上記のたとえ話にあったように、ざっくり言うとスペイン人にとってのクリスマスは日本人にとってのお正月みたいな物なのです。だからクリスマスの日はだいたい家族で過ごすのが基本です。スペイン人と結婚した日本人の話では、クリスマスの時期は親戚一同含めて家全員が集まって、朝から晩まで起きてる時間の半分以上の時間をただごちそうを飲み食いして過ごすんだそうです。最後の方は食傷気味でうんざりするそうな。例えばクリスマスの時期に生ハムを一本(片足)買って、それを家族でクリスマス中に平らげたりするのはすごく普通のことで、クリスマス時期になるとゲーム機やシャンパンのCMと並んで生ハムのCMをよく見ることがありました。

そしてクリスマスといえば、"el gordo"と呼ばれる宝くじ。
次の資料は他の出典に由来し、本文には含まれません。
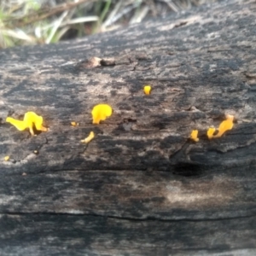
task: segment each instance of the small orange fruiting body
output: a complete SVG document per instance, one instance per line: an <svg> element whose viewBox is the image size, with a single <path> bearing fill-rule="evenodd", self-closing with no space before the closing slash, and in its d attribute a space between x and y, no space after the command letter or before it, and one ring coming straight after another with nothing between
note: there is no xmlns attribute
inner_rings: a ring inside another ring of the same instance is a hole
<svg viewBox="0 0 256 256"><path fill-rule="evenodd" d="M85 137L84 140L81 140L81 143L89 143L94 138L94 137L95 137L94 132L90 131L89 136Z"/></svg>
<svg viewBox="0 0 256 256"><path fill-rule="evenodd" d="M199 141L199 138L197 137L198 136L198 131L197 130L193 130L190 135L190 139L197 143Z"/></svg>
<svg viewBox="0 0 256 256"><path fill-rule="evenodd" d="M218 126L218 132L217 135L214 136L214 137L220 137L223 136L223 134L229 130L231 130L233 128L233 121L234 121L234 116L233 115L227 115L227 119L223 121L219 126Z"/></svg>
<svg viewBox="0 0 256 256"><path fill-rule="evenodd" d="M72 126L79 126L79 123L77 123L77 122L70 122L70 125Z"/></svg>
<svg viewBox="0 0 256 256"><path fill-rule="evenodd" d="M15 119L11 117L6 119L7 123L10 123L19 131L24 131L28 128L32 135L34 135L33 125L38 131L47 131L48 129L43 126L43 117L37 115L34 112L26 112L24 115L23 121Z"/></svg>
<svg viewBox="0 0 256 256"><path fill-rule="evenodd" d="M213 133L215 132L215 128L210 127L207 131L207 137L208 139L212 139L213 137Z"/></svg>
<svg viewBox="0 0 256 256"><path fill-rule="evenodd" d="M231 130L233 128L233 121L234 116L233 115L227 115L227 119L223 121L218 129L218 133L213 135L215 131L215 128L209 128L207 131L207 137L209 139L220 137L224 135L226 131Z"/></svg>
<svg viewBox="0 0 256 256"><path fill-rule="evenodd" d="M103 121L107 117L111 116L112 108L108 104L98 104L95 106L91 111L92 124L99 125L100 121Z"/></svg>
<svg viewBox="0 0 256 256"><path fill-rule="evenodd" d="M145 85L144 86L144 93L146 95L149 95L151 91L151 86L150 85Z"/></svg>

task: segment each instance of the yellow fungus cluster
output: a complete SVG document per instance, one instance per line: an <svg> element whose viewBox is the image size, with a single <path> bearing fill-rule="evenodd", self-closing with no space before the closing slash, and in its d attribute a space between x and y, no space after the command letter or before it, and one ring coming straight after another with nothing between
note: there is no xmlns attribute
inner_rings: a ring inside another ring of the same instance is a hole
<svg viewBox="0 0 256 256"><path fill-rule="evenodd" d="M94 138L94 137L95 137L94 132L90 131L89 136L85 137L84 140L81 140L81 143L89 143Z"/></svg>
<svg viewBox="0 0 256 256"><path fill-rule="evenodd" d="M199 141L199 138L197 137L198 136L198 131L197 130L193 130L190 135L191 140L195 141L197 143Z"/></svg>
<svg viewBox="0 0 256 256"><path fill-rule="evenodd" d="M149 95L151 91L151 86L150 85L145 85L144 86L144 93L146 95Z"/></svg>
<svg viewBox="0 0 256 256"><path fill-rule="evenodd" d="M48 131L47 128L43 126L43 117L37 115L34 112L26 112L24 115L23 121L8 117L6 122L10 123L19 131L24 131L28 128L32 135L34 135L33 126L35 126L38 131Z"/></svg>
<svg viewBox="0 0 256 256"><path fill-rule="evenodd" d="M144 85L143 88L144 93L146 95L150 95L151 86ZM112 115L113 110L112 108L108 104L98 104L96 105L91 111L92 115L92 124L99 125L101 121L105 120L108 117ZM223 121L218 129L218 133L214 135L216 129L214 127L210 127L207 130L207 135L209 139L218 138L223 136L223 134L229 130L233 128L233 115L227 115L226 120ZM15 126L19 131L24 131L25 129L29 129L29 131L32 135L34 135L33 128L35 127L37 131L47 131L48 129L43 126L43 117L36 114L34 112L26 112L24 115L23 120L19 120L13 119L11 117L8 117L6 119L6 122L10 123L14 126ZM74 121L72 121L71 125L78 126L79 124ZM89 143L95 137L95 133L90 131L89 136L85 137L84 140L81 140L81 143ZM191 140L197 143L199 142L198 138L198 130L193 130L190 134ZM38 150L33 151L34 154L38 154ZM7 155L4 158L5 161L9 160L9 156Z"/></svg>
<svg viewBox="0 0 256 256"><path fill-rule="evenodd" d="M215 128L209 128L207 131L207 137L209 139L220 137L224 135L224 133L229 130L231 130L233 128L233 121L234 121L234 116L233 115L227 115L226 120L223 121L218 129L218 133L216 135L213 135L215 132Z"/></svg>
<svg viewBox="0 0 256 256"><path fill-rule="evenodd" d="M99 125L100 121L103 121L107 117L111 116L112 108L108 104L98 104L92 108L92 124Z"/></svg>
<svg viewBox="0 0 256 256"><path fill-rule="evenodd" d="M79 126L79 123L77 123L77 122L70 122L70 125L72 126Z"/></svg>
<svg viewBox="0 0 256 256"><path fill-rule="evenodd" d="M220 137L224 135L224 133L225 131L231 130L233 128L234 116L227 115L226 118L227 119L219 125L218 129L218 133L216 135L214 135L214 133L216 131L216 129L214 127L210 127L207 130L207 134L208 139ZM198 136L198 131L193 130L190 134L190 139L197 143L199 141L199 138L197 137L197 136Z"/></svg>
<svg viewBox="0 0 256 256"><path fill-rule="evenodd" d="M9 161L9 155L4 156L3 160L4 160L5 161Z"/></svg>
日本の年末ジャンボみたいなものなのですが、スペイン人の熱狂ぶりたるや日本の年末ジャンボの比ではありません。理由の一つは、賞金額が日本よりも高いから。そして、スペイン人は宝くじみたいに他力本願な射幸心をくすぐる物が元々大好きな上に、経済危機のおかげでさらに宝くじ熱が高まってしまい、経済危機でヤバいとか言いつつも宝くじの売り上げ自体は経済危機の前よりも後の方が上がってるそうです。こういうところがスペイン人。
そして日本と違って、同じ番号のくじが複数あります。切手シートみたいな感覚で同じ番号のくじが複数枚つづりになったシートを買って、それを職場や家族や友達に小分けして配るんだそうです。だから、当選すると自分だけでなく周りの人も同じようにお金がもらえることになるのです。日本の宝くじでよく言われる、「当選したことを秘密にする」みたいなことは無いんだろうと思われます。その昔、こういった相互扶助的な宝くじの贈与によって、小さな村の全員が一等に当選したこともあるそうです。
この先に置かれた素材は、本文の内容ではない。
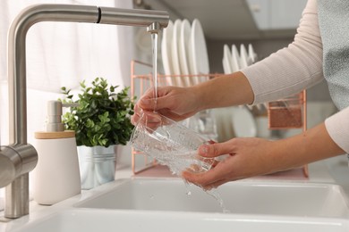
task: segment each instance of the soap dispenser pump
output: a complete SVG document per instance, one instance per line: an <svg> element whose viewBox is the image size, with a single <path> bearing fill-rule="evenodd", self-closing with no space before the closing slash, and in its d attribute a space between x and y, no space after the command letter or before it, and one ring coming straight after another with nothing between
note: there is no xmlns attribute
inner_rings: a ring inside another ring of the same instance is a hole
<svg viewBox="0 0 349 232"><path fill-rule="evenodd" d="M39 204L51 205L81 193L75 132L64 130L64 104L47 103L46 131L35 132L38 165L33 170L33 196Z"/></svg>

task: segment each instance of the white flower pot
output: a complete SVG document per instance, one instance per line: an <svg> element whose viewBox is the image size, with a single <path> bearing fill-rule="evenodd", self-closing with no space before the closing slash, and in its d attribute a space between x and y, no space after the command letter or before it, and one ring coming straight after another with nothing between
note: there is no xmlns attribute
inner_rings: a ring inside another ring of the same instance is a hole
<svg viewBox="0 0 349 232"><path fill-rule="evenodd" d="M115 151L116 145L78 146L82 189L91 189L115 179Z"/></svg>

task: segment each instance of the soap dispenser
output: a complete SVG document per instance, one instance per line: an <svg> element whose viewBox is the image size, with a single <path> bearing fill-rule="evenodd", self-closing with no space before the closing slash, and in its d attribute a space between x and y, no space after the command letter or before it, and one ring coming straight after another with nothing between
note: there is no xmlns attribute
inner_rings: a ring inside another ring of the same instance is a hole
<svg viewBox="0 0 349 232"><path fill-rule="evenodd" d="M33 196L39 204L56 203L81 189L75 132L64 130L64 106L60 101L49 101L47 129L35 132L38 160L33 170Z"/></svg>

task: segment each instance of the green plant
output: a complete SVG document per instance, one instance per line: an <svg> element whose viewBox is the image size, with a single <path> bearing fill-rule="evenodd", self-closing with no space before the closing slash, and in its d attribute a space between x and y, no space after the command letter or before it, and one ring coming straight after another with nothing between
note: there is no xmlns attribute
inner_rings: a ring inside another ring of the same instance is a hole
<svg viewBox="0 0 349 232"><path fill-rule="evenodd" d="M77 145L109 146L126 145L130 140L133 125L130 116L133 114L133 99L128 95L130 87L115 93L119 86L108 87L107 81L97 78L88 87L85 81L80 83L81 93L73 101L71 89L61 88L65 95L64 103L75 103L63 116L66 129L76 133Z"/></svg>

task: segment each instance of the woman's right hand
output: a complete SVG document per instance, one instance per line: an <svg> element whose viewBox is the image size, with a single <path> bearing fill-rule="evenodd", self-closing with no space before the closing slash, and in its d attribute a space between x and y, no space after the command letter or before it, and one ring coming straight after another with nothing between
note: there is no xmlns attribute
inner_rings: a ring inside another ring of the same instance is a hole
<svg viewBox="0 0 349 232"><path fill-rule="evenodd" d="M200 110L198 98L195 87L160 87L156 100L154 88L149 88L135 104L132 122L137 123L141 111L155 111L176 121L185 120Z"/></svg>

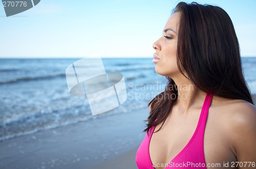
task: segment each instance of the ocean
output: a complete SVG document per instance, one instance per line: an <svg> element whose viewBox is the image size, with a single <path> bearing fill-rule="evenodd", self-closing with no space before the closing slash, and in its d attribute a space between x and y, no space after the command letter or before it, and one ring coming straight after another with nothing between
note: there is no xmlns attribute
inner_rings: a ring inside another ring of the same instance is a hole
<svg viewBox="0 0 256 169"><path fill-rule="evenodd" d="M156 73L152 58L103 58L106 72L123 75L127 100L92 116L87 97L71 95L68 89L66 69L79 59L0 59L0 141L146 107L167 82ZM242 64L256 94L256 57L242 58Z"/></svg>

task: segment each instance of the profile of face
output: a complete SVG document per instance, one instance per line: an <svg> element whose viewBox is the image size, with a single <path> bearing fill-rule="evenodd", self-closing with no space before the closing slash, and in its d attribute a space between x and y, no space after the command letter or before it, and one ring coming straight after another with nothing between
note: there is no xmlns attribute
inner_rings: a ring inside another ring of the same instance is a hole
<svg viewBox="0 0 256 169"><path fill-rule="evenodd" d="M156 64L156 72L161 75L174 78L180 75L177 64L178 32L177 28L180 14L176 12L167 21L162 36L154 44L153 63Z"/></svg>

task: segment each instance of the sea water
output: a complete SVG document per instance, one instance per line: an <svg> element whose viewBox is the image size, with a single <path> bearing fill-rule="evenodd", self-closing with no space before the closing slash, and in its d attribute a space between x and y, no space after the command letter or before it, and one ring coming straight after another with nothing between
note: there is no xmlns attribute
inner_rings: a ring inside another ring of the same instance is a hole
<svg viewBox="0 0 256 169"><path fill-rule="evenodd" d="M0 59L0 140L146 107L167 82L156 73L152 58L103 58L106 73L123 75L127 100L93 116L86 96L72 96L68 89L66 69L78 60ZM243 58L242 64L246 81L255 94L256 58Z"/></svg>

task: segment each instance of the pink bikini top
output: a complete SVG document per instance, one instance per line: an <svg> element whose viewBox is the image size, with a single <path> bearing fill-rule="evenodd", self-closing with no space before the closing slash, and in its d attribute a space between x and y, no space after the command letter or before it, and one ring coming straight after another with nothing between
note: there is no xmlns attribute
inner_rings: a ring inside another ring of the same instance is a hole
<svg viewBox="0 0 256 169"><path fill-rule="evenodd" d="M204 134L208 111L212 95L206 94L196 130L189 142L181 151L168 164L152 163L150 156L150 143L154 126L148 131L136 153L136 161L139 169L154 169L154 166L166 166L165 168L207 168L204 153Z"/></svg>

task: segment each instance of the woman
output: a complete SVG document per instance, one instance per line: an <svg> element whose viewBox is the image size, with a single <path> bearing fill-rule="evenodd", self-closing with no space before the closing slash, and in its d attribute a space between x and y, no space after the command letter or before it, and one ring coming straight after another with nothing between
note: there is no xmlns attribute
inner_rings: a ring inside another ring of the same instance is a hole
<svg viewBox="0 0 256 169"><path fill-rule="evenodd" d="M168 83L148 104L138 168L255 168L256 108L226 12L180 3L153 48Z"/></svg>

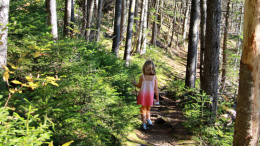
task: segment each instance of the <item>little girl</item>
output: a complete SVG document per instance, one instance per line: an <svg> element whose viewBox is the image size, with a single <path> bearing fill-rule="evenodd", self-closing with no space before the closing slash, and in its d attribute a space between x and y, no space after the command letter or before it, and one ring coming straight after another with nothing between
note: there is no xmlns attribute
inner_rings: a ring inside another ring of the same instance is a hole
<svg viewBox="0 0 260 146"><path fill-rule="evenodd" d="M158 83L155 75L155 66L152 61L148 60L144 63L143 75L140 76L139 83L137 84L135 81L133 81L133 84L136 87L141 88L137 96L137 104L142 105L140 108L143 121L141 128L144 130L147 129L147 126L153 125L150 119L150 109L153 105L154 93L156 95L155 102L158 102L159 100Z"/></svg>

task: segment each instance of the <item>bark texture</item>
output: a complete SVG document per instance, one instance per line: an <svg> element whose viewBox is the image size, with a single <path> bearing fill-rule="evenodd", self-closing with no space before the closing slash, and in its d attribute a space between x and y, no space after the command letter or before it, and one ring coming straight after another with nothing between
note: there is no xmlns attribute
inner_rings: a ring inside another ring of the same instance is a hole
<svg viewBox="0 0 260 146"><path fill-rule="evenodd" d="M218 73L219 73L219 33L221 18L221 1L207 2L205 68L202 90L209 95L211 104L207 108L216 114L218 102Z"/></svg>
<svg viewBox="0 0 260 146"><path fill-rule="evenodd" d="M206 0L200 0L200 88L202 87L204 75L204 50L205 50L205 36L206 36L206 14L207 5Z"/></svg>
<svg viewBox="0 0 260 146"><path fill-rule="evenodd" d="M260 122L260 1L246 0L234 146L258 146Z"/></svg>
<svg viewBox="0 0 260 146"><path fill-rule="evenodd" d="M126 0L122 0L120 42L122 42L124 40L126 18L127 18L127 16L126 16Z"/></svg>
<svg viewBox="0 0 260 146"><path fill-rule="evenodd" d="M230 0L227 3L226 22L225 22L225 31L224 31L224 39L223 39L223 64L222 64L222 77L221 77L223 89L226 83L226 71L227 71L227 37L228 37L229 4L230 4Z"/></svg>
<svg viewBox="0 0 260 146"><path fill-rule="evenodd" d="M99 42L99 34L100 34L100 24L101 24L101 14L102 14L102 4L103 0L98 1L98 19L97 19L97 42Z"/></svg>
<svg viewBox="0 0 260 146"><path fill-rule="evenodd" d="M118 57L119 43L120 43L121 6L122 6L122 0L116 0L114 35L113 35L114 39L113 39L113 46L112 46L112 52L115 53L116 57Z"/></svg>
<svg viewBox="0 0 260 146"><path fill-rule="evenodd" d="M198 25L199 25L199 0L192 0L190 30L189 30L189 45L186 66L185 85L189 88L195 88L196 82L196 67L197 67L197 47L198 47Z"/></svg>
<svg viewBox="0 0 260 146"><path fill-rule="evenodd" d="M47 11L48 11L48 25L51 27L51 34L53 40L58 40L58 28L57 28L57 6L56 0L47 0Z"/></svg>
<svg viewBox="0 0 260 146"><path fill-rule="evenodd" d="M131 39L133 34L133 24L134 24L134 7L135 7L135 0L130 1L129 5L129 16L128 16L128 25L127 25L127 34L126 34L126 43L125 43L125 53L124 59L126 61L126 66L129 66L129 58L130 58L130 51L131 51Z"/></svg>
<svg viewBox="0 0 260 146"><path fill-rule="evenodd" d="M1 30L1 45L0 45L0 74L3 72L2 65L7 63L7 36L8 36L8 14L9 14L9 0L1 0L0 5L0 30ZM6 28L6 29L4 29Z"/></svg>
<svg viewBox="0 0 260 146"><path fill-rule="evenodd" d="M64 35L69 36L71 20L71 0L65 0Z"/></svg>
最後に、ケンタッキーの話とは逆に、日本人にとって理解不能な不思議な習慣がカタルーニャ州にはありまして。カガネと呼ばれるウンコ人形をクリスマスに飾る?のです。クリスマスが近づいてくるとみやげ物や屋台など色々な場所でカガネが売られているのです。スポーツ選手から芸能人、政治家、果てはアニメのキャラまで、あらゆるモチーフのカガネが売られています。
http://ameblo.jp/asonde-spain/entry-11099946552.html
我が家では在西時にドラえもんのカガネを買って日本に持って帰ってきました。ドラえもんのカガネはウンコが水色です。。このカガネは今も我が家の日本のトイレに飾ってあります。